Aside from hopefully being more efficient and faster with shader compilation, a number of outstanding Mesa bugs should be closed with Intel's "GLSL2" compiler. How many bugs? Well, it's looking like about 50 Mesa bugs. Ian Romanick, who has been one of the Intel OSTC developers working on this new compiler, is maintaining a tracker bug that is monitoring all of the bugs that Intel believes will be solved by using their new compiler code. This is being tracked as FreeDesktop Bug 29044.
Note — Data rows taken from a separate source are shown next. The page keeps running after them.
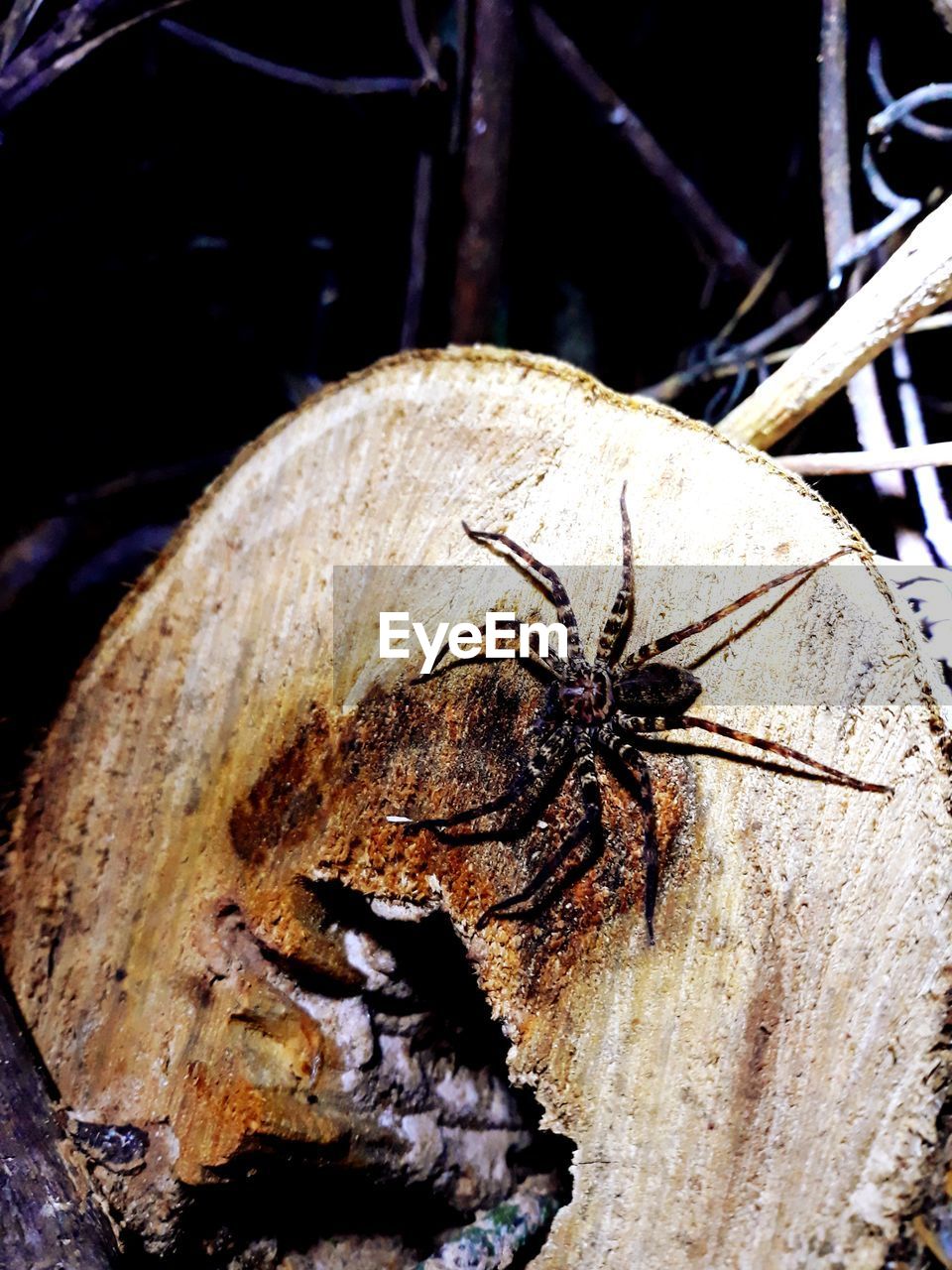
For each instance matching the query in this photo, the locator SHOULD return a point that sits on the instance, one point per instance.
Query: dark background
(191, 246)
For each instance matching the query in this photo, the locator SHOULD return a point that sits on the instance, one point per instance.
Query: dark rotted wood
(48, 1214)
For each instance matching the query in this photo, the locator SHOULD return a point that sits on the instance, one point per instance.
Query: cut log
(760, 1087)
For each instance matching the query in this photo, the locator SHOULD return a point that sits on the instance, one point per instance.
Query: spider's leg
(590, 824)
(660, 645)
(557, 592)
(635, 724)
(635, 762)
(532, 779)
(551, 665)
(610, 643)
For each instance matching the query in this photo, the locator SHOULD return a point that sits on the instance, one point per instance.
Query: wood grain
(758, 1088)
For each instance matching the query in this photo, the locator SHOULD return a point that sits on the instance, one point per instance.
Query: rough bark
(49, 1215)
(758, 1088)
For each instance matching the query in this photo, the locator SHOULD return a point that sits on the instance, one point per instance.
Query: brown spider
(607, 703)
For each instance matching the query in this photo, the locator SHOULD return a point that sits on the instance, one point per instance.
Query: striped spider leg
(603, 705)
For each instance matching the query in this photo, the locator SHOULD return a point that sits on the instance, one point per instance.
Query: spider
(604, 705)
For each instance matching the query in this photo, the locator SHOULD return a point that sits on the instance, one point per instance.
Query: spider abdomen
(656, 690)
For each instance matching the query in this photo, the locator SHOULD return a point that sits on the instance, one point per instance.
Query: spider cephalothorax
(606, 705)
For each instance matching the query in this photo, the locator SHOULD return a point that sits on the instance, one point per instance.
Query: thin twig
(911, 284)
(834, 136)
(414, 39)
(744, 356)
(14, 27)
(898, 112)
(419, 234)
(938, 526)
(350, 86)
(858, 462)
(479, 259)
(726, 363)
(900, 116)
(864, 390)
(692, 206)
(28, 71)
(901, 212)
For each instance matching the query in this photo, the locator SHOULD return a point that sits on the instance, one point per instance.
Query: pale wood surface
(756, 1089)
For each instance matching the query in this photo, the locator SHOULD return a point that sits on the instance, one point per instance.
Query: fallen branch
(857, 462)
(912, 282)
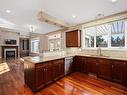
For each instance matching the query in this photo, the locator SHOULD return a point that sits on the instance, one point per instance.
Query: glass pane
(118, 34)
(102, 35)
(35, 46)
(89, 36)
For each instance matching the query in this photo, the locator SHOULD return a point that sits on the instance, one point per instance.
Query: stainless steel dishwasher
(68, 64)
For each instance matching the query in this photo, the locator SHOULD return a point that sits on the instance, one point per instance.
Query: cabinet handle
(112, 66)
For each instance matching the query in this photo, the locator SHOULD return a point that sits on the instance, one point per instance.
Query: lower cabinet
(110, 69)
(80, 64)
(91, 64)
(125, 74)
(43, 74)
(117, 71)
(58, 69)
(104, 69)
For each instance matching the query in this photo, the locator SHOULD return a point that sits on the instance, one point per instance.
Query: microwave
(14, 42)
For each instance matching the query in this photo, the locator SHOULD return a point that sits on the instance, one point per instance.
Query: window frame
(36, 40)
(109, 37)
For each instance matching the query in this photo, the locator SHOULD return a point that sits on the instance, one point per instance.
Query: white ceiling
(24, 12)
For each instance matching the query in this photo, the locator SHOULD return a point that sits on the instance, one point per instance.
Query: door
(125, 73)
(48, 73)
(91, 64)
(117, 71)
(40, 77)
(61, 68)
(80, 64)
(104, 69)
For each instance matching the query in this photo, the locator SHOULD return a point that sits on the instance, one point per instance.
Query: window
(54, 42)
(107, 35)
(35, 46)
(102, 35)
(118, 34)
(89, 36)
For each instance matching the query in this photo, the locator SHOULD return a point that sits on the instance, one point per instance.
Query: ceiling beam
(44, 17)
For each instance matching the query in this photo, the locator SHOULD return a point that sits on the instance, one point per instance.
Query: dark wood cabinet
(41, 74)
(80, 64)
(91, 64)
(125, 74)
(24, 47)
(73, 38)
(117, 70)
(58, 69)
(104, 69)
(38, 75)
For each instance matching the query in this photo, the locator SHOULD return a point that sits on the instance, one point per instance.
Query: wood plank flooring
(80, 84)
(12, 83)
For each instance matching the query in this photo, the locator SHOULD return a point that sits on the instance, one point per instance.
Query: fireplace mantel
(9, 47)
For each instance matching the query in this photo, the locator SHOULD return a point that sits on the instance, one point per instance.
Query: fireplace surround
(9, 51)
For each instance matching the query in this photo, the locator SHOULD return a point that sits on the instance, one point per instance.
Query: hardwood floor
(12, 83)
(80, 84)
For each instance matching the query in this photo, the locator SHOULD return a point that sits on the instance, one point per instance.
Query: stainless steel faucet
(99, 51)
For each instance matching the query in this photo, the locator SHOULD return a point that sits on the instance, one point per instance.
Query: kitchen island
(41, 71)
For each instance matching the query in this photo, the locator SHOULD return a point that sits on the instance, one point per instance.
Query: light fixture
(113, 1)
(8, 11)
(32, 28)
(73, 16)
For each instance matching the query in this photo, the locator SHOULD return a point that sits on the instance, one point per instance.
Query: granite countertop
(40, 59)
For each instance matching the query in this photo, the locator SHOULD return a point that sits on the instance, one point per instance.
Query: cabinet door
(73, 38)
(125, 73)
(80, 64)
(117, 70)
(48, 73)
(58, 68)
(104, 69)
(61, 68)
(91, 64)
(40, 77)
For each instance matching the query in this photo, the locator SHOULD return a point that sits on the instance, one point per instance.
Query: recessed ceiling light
(113, 1)
(8, 11)
(73, 16)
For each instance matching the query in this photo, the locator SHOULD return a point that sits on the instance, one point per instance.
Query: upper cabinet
(54, 42)
(73, 38)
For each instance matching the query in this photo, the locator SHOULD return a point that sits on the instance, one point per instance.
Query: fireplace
(9, 52)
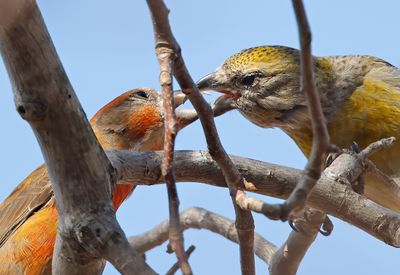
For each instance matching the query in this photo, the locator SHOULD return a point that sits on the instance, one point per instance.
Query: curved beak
(179, 98)
(208, 82)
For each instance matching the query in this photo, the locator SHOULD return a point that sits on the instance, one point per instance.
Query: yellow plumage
(360, 97)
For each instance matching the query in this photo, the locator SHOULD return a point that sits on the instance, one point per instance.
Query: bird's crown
(279, 57)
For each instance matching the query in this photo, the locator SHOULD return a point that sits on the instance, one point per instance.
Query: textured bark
(81, 175)
(199, 218)
(165, 41)
(330, 194)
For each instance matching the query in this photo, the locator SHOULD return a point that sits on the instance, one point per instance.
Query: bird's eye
(248, 80)
(142, 94)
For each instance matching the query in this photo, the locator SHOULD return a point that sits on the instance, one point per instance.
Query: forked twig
(244, 220)
(320, 145)
(165, 58)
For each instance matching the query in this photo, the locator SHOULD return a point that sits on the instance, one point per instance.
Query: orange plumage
(28, 216)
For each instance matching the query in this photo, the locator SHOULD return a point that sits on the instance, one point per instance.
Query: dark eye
(248, 80)
(142, 94)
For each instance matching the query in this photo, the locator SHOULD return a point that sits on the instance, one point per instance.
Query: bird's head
(133, 121)
(264, 83)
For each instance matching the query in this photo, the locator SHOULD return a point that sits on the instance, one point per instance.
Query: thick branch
(81, 175)
(329, 195)
(167, 168)
(199, 218)
(244, 220)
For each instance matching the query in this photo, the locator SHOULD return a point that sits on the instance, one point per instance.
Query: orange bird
(28, 216)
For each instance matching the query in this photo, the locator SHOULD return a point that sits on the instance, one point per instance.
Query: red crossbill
(28, 227)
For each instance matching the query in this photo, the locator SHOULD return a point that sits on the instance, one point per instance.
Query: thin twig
(200, 218)
(175, 233)
(329, 195)
(244, 219)
(175, 267)
(288, 257)
(320, 145)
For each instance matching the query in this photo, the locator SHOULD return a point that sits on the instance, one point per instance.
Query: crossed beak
(210, 82)
(179, 98)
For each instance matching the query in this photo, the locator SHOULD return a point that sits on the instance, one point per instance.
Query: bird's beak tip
(179, 98)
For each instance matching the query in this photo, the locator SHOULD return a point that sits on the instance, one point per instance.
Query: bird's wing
(385, 73)
(26, 199)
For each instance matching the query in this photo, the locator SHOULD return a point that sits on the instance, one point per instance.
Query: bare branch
(175, 233)
(199, 218)
(288, 257)
(244, 219)
(320, 145)
(376, 146)
(81, 175)
(329, 195)
(175, 267)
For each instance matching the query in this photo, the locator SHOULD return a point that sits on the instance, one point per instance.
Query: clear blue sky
(107, 48)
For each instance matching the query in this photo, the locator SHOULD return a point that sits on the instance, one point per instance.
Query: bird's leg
(359, 184)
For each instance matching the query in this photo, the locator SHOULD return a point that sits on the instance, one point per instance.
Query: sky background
(107, 48)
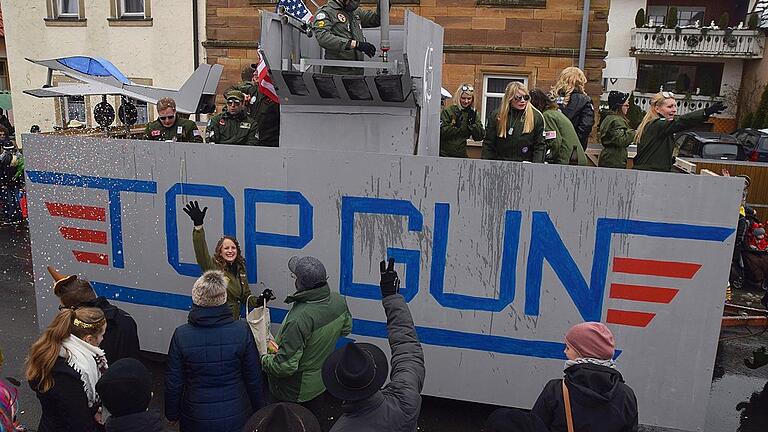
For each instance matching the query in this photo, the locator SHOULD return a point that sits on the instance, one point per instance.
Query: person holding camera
(458, 122)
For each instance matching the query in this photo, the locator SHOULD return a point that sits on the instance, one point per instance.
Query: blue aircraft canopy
(94, 66)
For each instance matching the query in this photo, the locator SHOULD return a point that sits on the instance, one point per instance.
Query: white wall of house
(161, 53)
(621, 20)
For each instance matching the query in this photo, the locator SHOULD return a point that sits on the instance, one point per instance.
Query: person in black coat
(213, 381)
(126, 390)
(573, 101)
(600, 400)
(63, 367)
(122, 339)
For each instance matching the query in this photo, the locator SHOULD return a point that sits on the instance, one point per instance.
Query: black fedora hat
(355, 371)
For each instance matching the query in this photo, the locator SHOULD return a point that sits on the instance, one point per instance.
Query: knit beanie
(283, 417)
(591, 340)
(210, 289)
(125, 388)
(513, 420)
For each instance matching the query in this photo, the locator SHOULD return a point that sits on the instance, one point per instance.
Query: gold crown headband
(83, 324)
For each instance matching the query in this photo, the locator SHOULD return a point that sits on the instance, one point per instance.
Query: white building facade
(151, 42)
(700, 58)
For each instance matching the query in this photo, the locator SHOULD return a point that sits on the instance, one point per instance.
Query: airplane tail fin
(198, 93)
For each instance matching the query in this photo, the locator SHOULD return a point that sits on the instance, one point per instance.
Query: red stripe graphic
(91, 257)
(84, 235)
(643, 293)
(630, 318)
(655, 268)
(76, 211)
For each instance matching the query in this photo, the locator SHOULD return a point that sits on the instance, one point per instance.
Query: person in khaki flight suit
(338, 27)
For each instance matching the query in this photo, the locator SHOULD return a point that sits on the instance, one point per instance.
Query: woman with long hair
(615, 133)
(563, 146)
(458, 122)
(227, 257)
(516, 130)
(63, 367)
(655, 136)
(570, 95)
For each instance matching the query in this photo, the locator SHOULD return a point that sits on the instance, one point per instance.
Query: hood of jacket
(143, 421)
(594, 382)
(215, 316)
(310, 295)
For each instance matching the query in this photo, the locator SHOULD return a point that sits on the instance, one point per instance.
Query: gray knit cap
(309, 272)
(210, 289)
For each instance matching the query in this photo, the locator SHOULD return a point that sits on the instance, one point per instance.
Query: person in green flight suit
(233, 126)
(338, 26)
(515, 131)
(615, 133)
(260, 107)
(169, 126)
(458, 122)
(655, 137)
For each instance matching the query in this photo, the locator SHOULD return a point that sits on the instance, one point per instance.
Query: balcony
(685, 104)
(690, 42)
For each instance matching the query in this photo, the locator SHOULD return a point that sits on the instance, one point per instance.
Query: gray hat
(309, 271)
(210, 289)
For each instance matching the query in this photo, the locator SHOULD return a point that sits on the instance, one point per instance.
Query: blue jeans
(11, 209)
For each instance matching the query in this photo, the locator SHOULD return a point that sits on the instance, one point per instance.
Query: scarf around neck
(607, 363)
(89, 361)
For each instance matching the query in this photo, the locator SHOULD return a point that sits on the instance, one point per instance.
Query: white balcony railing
(684, 104)
(691, 42)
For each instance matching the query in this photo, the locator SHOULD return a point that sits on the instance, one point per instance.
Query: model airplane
(100, 77)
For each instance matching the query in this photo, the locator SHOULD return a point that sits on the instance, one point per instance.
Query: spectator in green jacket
(655, 136)
(458, 122)
(615, 133)
(516, 130)
(317, 319)
(563, 145)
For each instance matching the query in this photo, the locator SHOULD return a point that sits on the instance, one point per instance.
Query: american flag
(296, 9)
(266, 86)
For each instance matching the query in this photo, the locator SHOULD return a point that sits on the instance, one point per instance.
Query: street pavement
(738, 399)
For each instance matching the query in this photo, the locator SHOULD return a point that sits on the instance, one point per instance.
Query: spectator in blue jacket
(213, 382)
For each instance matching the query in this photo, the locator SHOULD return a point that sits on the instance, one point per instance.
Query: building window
(74, 109)
(493, 91)
(4, 85)
(686, 15)
(131, 8)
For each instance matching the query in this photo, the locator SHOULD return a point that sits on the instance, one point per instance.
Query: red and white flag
(266, 86)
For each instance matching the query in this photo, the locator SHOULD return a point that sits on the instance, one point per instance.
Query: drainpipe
(584, 35)
(384, 18)
(195, 41)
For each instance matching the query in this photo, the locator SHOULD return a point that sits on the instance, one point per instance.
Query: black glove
(366, 48)
(192, 209)
(715, 108)
(390, 283)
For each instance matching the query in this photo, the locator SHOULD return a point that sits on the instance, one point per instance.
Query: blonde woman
(63, 367)
(458, 122)
(570, 96)
(516, 130)
(655, 135)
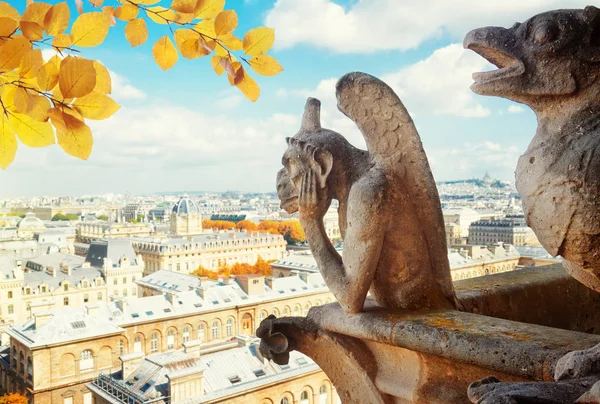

Among the 50+ bugs are for gl_Fog not functioning, a crash in the Slang code generator, assertion failures when compiling certain shaders, a vertex shader causing a segmentation fault within the GLSL compiler, many bugs in GLSL uniform handling, slow shader compilation on certain routines, GPU lockups or hangs in different scenarios, configurable pixel origin support, YoFrankie game support with the Intel DRI driver, a hang in Second Life when enabling GLSL, and various Piglit test case fixes, among many other GL shader compilation fixes. If not already implemented within the GLSL2 branch, Zack Rusin is also calling for geometry shaders support to be implemented in it prior to merging, since the existing Mesa compiler just gained such support. These bugs go as far back as 2007.

Let's just hope the fallout for the non-Intel drivers during the initial switch to this new compiler is not too significant and it doesn't become like what happened when Intel abandoned TTM for in-kernel memory management in favor of developing the Graphics Execution Manager exclusively around their needs while GEM didn't find (and still hasn't found) much love elsewhere. Few developers outside of Intel apparently haven't even yet compiled or tested the GLSL2 branch of Mesa.